558. Targeted Gene Therapy in CD34+ Cells from Healthy Donors and Fanconi Anemia Patients

Gene targeting is rapidly progressing thanks to the development of improved nucleases and donor constructs, and represents a new gene therapy-based strategy for the treatment of inherited diseases, such as Fanconi anemia (FA). Because FA can be generated by multiple mutations in up to 19 different genes, we focused our interests in the insertion of therapeutic FA genes in safe harbor loci, since this approach could serve as a platform for treating all FA subtypes and pathogenic mutations. In previous studies we demonstrated the feasibility of correcting the phenotype of hematopoietic progenitors through the genome editing and reprogramming of fibroblasts from FA patients. Because of the limited repopulating properties so far reported for iPSC-derived hematopoietic precursor cells, here we aimed to investigate the possibility of conducting a similar gene targeting approach using human primary CD34+ cells. In a first set of experiments we investigated the efficiency of targeting the AAVS1 locus in cord blood HSPCs. Pre-stimulated CD34+ cells were transduced with integrase-defective lentiviral vectors (IDLV) encoding an EGFP reporter gene under the control of the PGK promoter, flanked by sequences homologous to the AAVS1 target site. The cells were then nucleofected with AAVS1 -specific ZFN mRNAs. The average targeting efficiencies ranged from 10-20% both in in vitro cultured cells and NSG mice-repopulating cells.

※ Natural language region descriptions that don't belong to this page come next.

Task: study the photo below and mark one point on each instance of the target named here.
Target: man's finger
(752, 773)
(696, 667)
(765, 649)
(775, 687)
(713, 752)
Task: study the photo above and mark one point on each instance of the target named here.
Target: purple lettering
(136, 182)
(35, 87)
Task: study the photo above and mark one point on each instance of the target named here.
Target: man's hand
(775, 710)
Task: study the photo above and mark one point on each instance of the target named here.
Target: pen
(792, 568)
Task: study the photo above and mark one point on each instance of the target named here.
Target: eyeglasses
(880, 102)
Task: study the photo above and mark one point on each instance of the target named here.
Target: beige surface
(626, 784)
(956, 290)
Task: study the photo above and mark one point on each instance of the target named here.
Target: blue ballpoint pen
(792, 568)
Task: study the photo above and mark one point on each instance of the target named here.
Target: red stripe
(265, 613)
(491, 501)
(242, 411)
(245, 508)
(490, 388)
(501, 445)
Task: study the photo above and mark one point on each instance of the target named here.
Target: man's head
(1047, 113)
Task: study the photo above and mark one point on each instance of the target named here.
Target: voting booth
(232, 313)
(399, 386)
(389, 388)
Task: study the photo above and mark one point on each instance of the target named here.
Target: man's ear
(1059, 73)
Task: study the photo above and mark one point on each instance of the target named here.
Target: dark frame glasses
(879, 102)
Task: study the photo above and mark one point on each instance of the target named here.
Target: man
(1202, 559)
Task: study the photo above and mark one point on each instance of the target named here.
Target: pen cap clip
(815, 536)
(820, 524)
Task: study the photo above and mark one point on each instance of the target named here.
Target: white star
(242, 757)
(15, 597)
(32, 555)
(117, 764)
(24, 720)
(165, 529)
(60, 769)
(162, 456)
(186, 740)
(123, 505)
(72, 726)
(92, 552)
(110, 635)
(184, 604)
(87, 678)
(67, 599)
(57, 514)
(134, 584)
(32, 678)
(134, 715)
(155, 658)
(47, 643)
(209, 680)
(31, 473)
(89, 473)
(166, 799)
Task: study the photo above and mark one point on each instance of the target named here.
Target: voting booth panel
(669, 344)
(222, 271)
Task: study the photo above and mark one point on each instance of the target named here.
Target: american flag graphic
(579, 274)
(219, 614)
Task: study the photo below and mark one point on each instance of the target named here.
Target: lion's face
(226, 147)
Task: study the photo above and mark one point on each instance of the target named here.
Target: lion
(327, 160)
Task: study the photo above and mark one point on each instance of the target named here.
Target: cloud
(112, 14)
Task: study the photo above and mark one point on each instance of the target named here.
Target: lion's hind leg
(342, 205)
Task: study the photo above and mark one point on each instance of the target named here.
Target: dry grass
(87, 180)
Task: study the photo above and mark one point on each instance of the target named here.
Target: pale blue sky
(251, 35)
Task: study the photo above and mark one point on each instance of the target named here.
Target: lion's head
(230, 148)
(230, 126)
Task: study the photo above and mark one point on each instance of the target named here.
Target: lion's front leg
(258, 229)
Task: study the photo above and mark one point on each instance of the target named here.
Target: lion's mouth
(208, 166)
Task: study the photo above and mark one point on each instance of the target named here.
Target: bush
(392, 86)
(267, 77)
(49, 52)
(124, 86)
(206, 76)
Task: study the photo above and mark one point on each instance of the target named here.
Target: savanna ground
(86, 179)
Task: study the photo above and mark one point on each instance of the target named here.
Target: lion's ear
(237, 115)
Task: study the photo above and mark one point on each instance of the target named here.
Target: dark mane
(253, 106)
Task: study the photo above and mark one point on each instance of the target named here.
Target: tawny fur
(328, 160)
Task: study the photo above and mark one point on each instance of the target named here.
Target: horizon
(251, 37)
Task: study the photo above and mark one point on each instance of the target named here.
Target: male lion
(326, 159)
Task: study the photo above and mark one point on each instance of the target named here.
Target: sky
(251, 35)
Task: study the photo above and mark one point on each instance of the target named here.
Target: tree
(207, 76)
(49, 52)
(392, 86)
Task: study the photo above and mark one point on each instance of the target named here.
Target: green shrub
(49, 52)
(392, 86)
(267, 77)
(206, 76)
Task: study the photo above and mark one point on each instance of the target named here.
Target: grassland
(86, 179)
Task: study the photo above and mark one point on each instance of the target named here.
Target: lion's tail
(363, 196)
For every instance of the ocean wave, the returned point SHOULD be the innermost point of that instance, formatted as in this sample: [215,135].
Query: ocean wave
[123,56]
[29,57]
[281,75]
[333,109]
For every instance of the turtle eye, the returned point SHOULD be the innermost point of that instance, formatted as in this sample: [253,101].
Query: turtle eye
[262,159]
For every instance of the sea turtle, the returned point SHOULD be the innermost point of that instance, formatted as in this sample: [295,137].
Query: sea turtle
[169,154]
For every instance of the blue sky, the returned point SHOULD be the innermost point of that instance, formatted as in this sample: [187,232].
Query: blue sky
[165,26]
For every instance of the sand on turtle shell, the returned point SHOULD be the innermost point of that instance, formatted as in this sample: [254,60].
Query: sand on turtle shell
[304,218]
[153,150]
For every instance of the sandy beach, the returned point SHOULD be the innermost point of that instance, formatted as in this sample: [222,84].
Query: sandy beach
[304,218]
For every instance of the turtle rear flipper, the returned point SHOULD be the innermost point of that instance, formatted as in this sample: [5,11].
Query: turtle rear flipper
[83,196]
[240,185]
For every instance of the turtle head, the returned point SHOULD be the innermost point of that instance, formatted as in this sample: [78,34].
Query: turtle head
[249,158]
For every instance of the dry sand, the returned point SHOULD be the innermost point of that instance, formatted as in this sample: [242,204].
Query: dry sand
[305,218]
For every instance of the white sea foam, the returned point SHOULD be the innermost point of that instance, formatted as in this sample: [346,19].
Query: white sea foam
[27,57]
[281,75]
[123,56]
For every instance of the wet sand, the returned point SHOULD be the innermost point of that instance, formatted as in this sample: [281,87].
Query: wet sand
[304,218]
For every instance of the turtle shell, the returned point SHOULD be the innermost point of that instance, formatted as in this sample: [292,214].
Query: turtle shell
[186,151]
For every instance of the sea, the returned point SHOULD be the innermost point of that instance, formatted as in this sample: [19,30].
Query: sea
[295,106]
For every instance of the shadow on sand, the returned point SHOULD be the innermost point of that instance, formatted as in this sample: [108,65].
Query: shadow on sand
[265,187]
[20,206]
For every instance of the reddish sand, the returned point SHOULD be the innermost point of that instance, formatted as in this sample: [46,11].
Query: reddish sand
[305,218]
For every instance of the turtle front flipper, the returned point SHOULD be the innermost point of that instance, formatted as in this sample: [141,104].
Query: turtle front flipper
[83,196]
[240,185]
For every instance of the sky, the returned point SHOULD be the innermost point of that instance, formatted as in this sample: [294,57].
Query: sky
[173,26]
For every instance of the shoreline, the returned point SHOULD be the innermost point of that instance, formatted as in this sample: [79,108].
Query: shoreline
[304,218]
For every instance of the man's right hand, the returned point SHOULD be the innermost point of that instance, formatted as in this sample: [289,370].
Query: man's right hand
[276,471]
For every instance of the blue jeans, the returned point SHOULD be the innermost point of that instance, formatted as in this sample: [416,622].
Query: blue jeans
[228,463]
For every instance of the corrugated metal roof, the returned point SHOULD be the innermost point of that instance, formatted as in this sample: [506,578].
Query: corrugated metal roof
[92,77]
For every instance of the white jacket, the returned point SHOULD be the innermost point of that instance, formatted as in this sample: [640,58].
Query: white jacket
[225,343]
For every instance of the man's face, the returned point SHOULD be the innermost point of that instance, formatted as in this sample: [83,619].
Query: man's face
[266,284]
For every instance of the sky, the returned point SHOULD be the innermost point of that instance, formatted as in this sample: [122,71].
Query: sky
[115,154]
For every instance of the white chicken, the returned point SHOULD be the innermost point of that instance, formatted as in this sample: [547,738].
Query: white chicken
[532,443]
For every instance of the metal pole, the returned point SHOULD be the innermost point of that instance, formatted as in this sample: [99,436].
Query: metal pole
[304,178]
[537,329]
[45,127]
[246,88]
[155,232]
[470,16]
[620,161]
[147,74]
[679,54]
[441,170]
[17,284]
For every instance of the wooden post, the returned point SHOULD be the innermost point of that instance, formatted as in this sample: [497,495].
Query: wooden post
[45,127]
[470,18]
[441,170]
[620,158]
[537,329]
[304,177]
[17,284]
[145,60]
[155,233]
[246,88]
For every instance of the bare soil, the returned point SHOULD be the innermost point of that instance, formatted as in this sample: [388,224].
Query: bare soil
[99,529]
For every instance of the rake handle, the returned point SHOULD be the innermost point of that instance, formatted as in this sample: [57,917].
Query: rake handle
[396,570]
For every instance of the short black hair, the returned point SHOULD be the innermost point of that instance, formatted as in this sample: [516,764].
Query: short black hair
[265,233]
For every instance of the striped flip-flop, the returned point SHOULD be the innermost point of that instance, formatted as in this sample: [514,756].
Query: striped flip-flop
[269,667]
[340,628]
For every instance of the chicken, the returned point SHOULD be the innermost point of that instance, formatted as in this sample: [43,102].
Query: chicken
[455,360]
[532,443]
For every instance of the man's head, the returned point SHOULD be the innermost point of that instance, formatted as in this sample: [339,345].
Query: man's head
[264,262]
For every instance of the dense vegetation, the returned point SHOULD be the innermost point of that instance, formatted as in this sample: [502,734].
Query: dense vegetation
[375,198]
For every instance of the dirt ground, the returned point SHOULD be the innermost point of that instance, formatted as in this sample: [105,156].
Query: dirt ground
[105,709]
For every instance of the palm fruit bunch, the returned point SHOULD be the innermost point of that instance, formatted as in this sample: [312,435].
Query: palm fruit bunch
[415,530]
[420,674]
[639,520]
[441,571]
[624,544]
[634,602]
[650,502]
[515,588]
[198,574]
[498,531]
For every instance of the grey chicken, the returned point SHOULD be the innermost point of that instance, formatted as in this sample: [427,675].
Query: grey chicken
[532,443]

In subsequent experiments, the EGFP reporter gene was replaced by the hFANCA therapeutic gene. Gene targeting experiments conducted in lymphoblast cell lines and primary CD34+ cells from FA-A patients reverted the characteristic hypersensitivity of FA cells to mitomycin C (MMC), and also restored the formation of FANCD2 foci after DNA damage, evidencing the phenotypic correction of these cells. Our data confirm the efficacy of AAVS1-gene targeting in hHSPCs and demonstrate the feasibility of conducting these approaches in primary CD34+ cells from FA patients.